Opening in theaters everywhere this week is Moneyball, starring Brad Pitt and written by (among others) Aaron Sorkin, a pedigree that should generate a moderate hit for a baseball movie. But the book upon which the film is based, Michael Lewis’s 2003 best-seller Moneyball: The Art of Winning an Unfair Game, is really a business book—one that has lessons for lawyers.
Here’s a very simplified summary of the book: The Oakland A’s were one of baseball’s best teams for several years in the early 2000s despite having one of the game’s lowest payrolls. Forced into frugality, they hired analysts with Wall Street backgrounds to find inefficiencies in the baseball talent market that they could exploit with their limited dollars.
What they found was that other teams had never measured which skills actually contributed to winning ballgames, and so ended up spending money on the wrong types of players.

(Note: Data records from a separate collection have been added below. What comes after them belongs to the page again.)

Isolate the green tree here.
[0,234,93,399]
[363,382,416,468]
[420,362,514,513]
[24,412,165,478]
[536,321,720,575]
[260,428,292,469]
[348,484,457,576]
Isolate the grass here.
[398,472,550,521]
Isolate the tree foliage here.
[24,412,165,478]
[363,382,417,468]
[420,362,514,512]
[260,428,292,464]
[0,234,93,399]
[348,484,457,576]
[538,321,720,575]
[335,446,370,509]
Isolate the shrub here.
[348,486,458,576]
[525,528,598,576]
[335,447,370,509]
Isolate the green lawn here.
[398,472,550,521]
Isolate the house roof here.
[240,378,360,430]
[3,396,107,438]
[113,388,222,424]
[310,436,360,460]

The A’s did the math, ranked skills from most to least valuable, signed the players with the most undervalued highest-ranking skills, and became winners. (Until they met the Yankees in the playoffs, anyway, but that’s a story for the movie to tell.)
The A’s general manager, Billy Beane, encountered massive resistance from within his own organization when he tried to change the club’s approach to acquiring and developing talent. Obstinate scouts insisted that the way they’d always gone about assessing players was self-evidently the right way. (Sound familiar?)
The Question You Need to Ask
Baseball writer and editor Rob Neyer, in a recent interview about the book, identified what I think is the core message of the Moneyball philosophy that Beane tried to champion. “It’s about an intellectual idea,” says Neyer, “which is essentially: ‘If we weren’t already doing it this way, is this how we would do it?’”
That’s the question that every law practice, no matter how large or how small, needs to ask itself right now. If you weren’t already billing clients by the hour, is that how you would bill? If you weren’t already employing a full-time assistant on site, is that how you’d assign your administrative work? If you weren’t already serving your current client base, is this the client base (and practice area) you’d choose?
Sometimes the answers to those questions will be “Yes,” and that’s great, as long as you’ve articulated sensible and defensible reasons for continuing to do things the way you’ve done them before. But sometimes the answer will be “Maybe not,” or simply “No,” and that’s when you need the courage to take on the powerful inertia of your own organization and start doing things differently.
Billy Beane was up against rich ballclubs from big cities; lawyers today are up against tech-savvy innovators with deep pockets and new ideas. Maybe we’ve been thrown into an unfair game, too; but Moneyball proves that there’s an art to winning that game anyway, and this is where it starts.